Chapter Four

CONCLUSION

It has been apparent from our survey of the Christian Science cult that the basic principle of Christian Science is that of negation. Christian Scientists talk much about having "faith in God," but they negate the God of the Bible, depersonalize Him and reduce Him to an abstract Principle. The eager disciples of Mrs. Eddy speak constantly of "prayer," indeed their radio and television programs as well as their literature consistently place stress upon the necessity of "prayer." However, a closer examination of the Christian Science definition of prayer, as previously noted, reveals that it is nothing more than a negation of the great Christian doctrine of personal communion with God; and since Mrs. Eddy's entire system denies the personality of God, therefore the term "prayer" becomes meaningless for any careful student of the Scriptures.

The Christian Science religion, then rejects historic Christianity, but does it in such a subtle almost painless and decidedly inoffensive manner, that many Christians are lulled to sleep by the eloquent disciples of Mrs. Eddy's thriving business enterprise.

Today the Christian Science religion boasts well over thousand "practitioners" whose task it is to convince sick people that they are not sick and to convince the dying that there is no death, in the tradition of their long dead founder. In addition to this the Scientists number over a million, own one of the most efficient and respected newspapers in the world (The Christian Science Monitor) and are doubtless one of the richest of all the cults, as their numerous churches and reading rooms throughout the nation and internationally attest.

Christian Science, then, is definitely a "going proposition," and the once uncommon phrase, "Why not try Science?" has become more and more familiar as this pseudo Christian religion sweeps countless souls to spiritual destruction.


The Test
In his first epistle, John, the beloved disciple, sounds a warning against those who would arise in the church and deny by devious methods both the identity and finished work of the Lord Jesus Christ. In the fourth chapter of this epistle John sets before the Church of Christ the test to determine the true identity of these religions when he wrote, "Beloved, believe not every spirit, but try the spirits whether they are of God: because many false prophets are gone out into the world. Hereby know ye the Spirit of God: Every spirit that confesseth that Jesus Christ is come in the flesh is of God: and every spirit that confesses not that Jesus Christ is come in the flesh is not of God, and this is that spirit of anti- christ, whereof ye have heard that it should come: and even now already is it in the world. . . . We are of God: he that knoweth God heareth us; he that is not of God heareth not us. Hereby know we the spirit of truth, and the spirit of error" (I John 4:1-3, 6).
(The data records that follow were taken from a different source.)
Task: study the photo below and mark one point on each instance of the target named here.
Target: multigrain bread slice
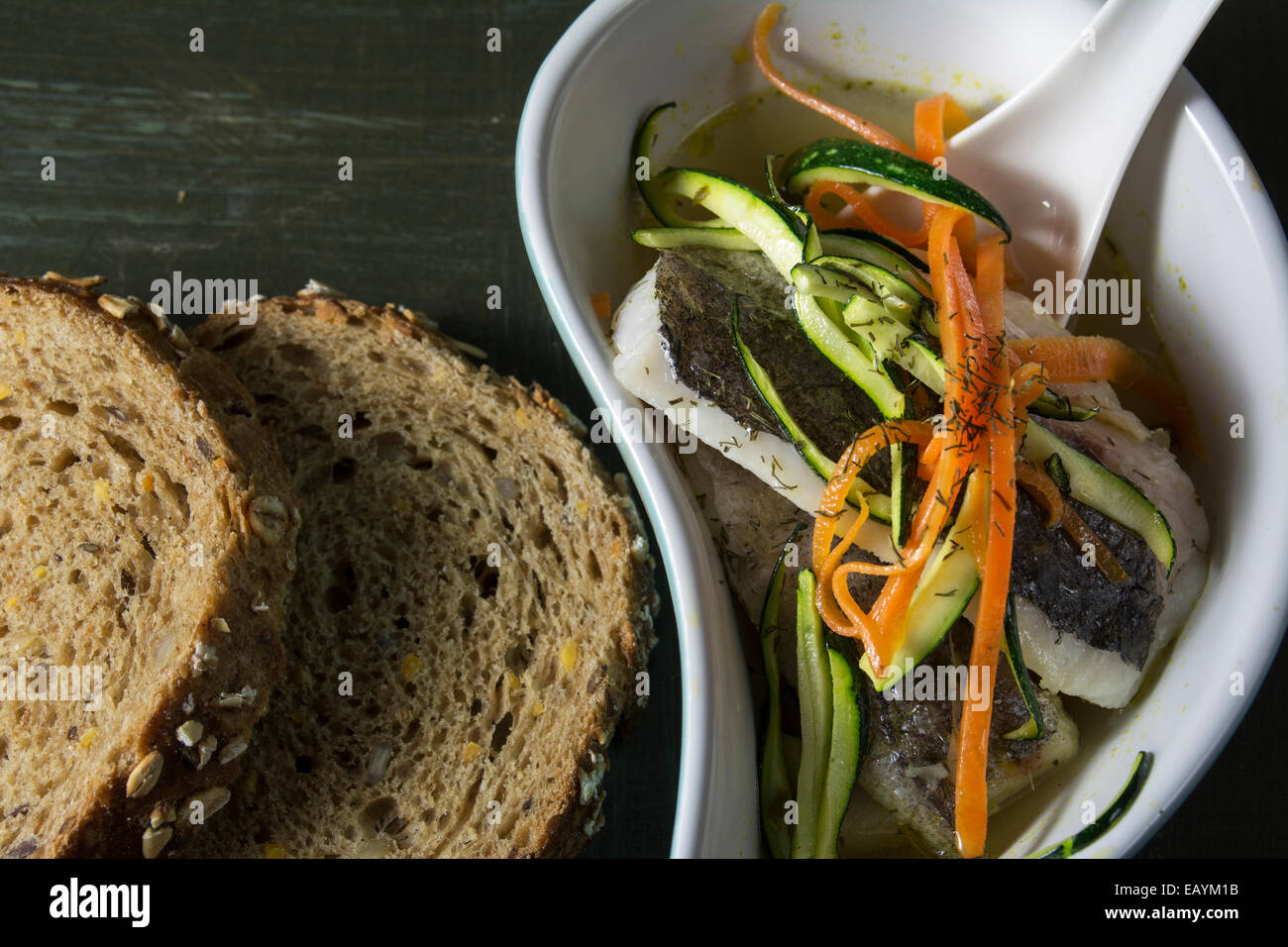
(147, 531)
(472, 611)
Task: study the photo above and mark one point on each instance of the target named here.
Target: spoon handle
(1068, 136)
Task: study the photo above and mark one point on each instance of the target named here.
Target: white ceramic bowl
(1180, 213)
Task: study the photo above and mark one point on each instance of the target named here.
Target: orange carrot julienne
(603, 305)
(1038, 483)
(1073, 359)
(970, 808)
(840, 616)
(861, 127)
(931, 120)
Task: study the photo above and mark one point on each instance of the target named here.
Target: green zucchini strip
(844, 755)
(1034, 727)
(862, 162)
(814, 688)
(1109, 817)
(642, 150)
(776, 787)
(879, 504)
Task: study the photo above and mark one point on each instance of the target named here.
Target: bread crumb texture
(121, 544)
(471, 612)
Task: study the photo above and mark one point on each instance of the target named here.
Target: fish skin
(909, 740)
(1046, 569)
(696, 289)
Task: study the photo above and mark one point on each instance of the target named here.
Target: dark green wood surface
(224, 163)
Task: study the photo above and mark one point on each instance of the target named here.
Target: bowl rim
(696, 775)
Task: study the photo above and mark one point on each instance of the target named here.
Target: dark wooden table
(224, 163)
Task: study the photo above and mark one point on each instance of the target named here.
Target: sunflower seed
(155, 840)
(205, 750)
(117, 305)
(143, 777)
(189, 732)
(268, 518)
(233, 749)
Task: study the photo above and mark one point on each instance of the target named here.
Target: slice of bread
(147, 528)
(472, 608)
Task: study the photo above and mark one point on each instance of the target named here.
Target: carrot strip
(1043, 489)
(853, 622)
(971, 784)
(861, 127)
(603, 305)
(1083, 535)
(931, 120)
(1076, 359)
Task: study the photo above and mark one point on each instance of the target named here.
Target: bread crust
(241, 616)
(576, 799)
The religion of Christian Science, beyond a doubt, fulfills the condition stated in verse three, for it was no less an authority than Mary Baker Eddy who said, "If God is spirit and God is all, surely there can be no matter. .. . According to Christian Science the first idolatrous claim of sin is that matter exists: the second that matter has substance: the third that matter has intelligence, and the fourth, that matter being so endowed produces life and death. . ." (Unity of Good, pp. 39 and 40, edition of 1898).

In addition to this Mrs. Eddy also stated, "Matter has no life to lose... therefore it is neither substantial, living, nor intelligence." (Science and Health, p. 171).

It is evident from these statements that according to Mrs. Eddy matter is nonexistent, an illusion, and since the body is composed of matter in the form of flesh Mrs. Eddy categorically denied the existence of flesh through that very same previous denial of matter. The Apostle John wrote that those who were "antichrist" could be identified by their denial that Jesus Christ had come in the flesh, and this Christian Science denies emphatically, as any study of Mrs. Eddy's writings will speedily reveal.

The cult of Christian Science, therefore, is nothing more than a continuation of one form of the old gnostic heresy operative in the first century of the Christian Church, and all of Mrs. Eddy's borrowing from Quimby, Hegel, Lieber, and Wiggin cannot change that fact. Christian Science is an eclectic conglomeration of disjointed propositions and syllogisms rolled into a palatable ball and simmered over the flames of gnosticism, properly seasoned and bottled for distribution through the writings of that great religious alchemist of the nineteenth century, Mary Baker Eddy. Mrs. Eddy's religious medicine to this day continues to be dispensed by the Christian Science Church and it is still a system of anti-Biblical and anti-Christian heresies which is operative and apparently hearty, and constitutes a real problem for Christ's Church in our day.

To those who are interested in studying further this problem of Christian Science, I suggest my textbook The Kingdom of the Cults, chapter five. As always it is prayerfully hoped that the Lord may continue to bless richly the propagation and defense of the Gospel of Jesus Christ in whom and through whom alone is there redemption for all mankind.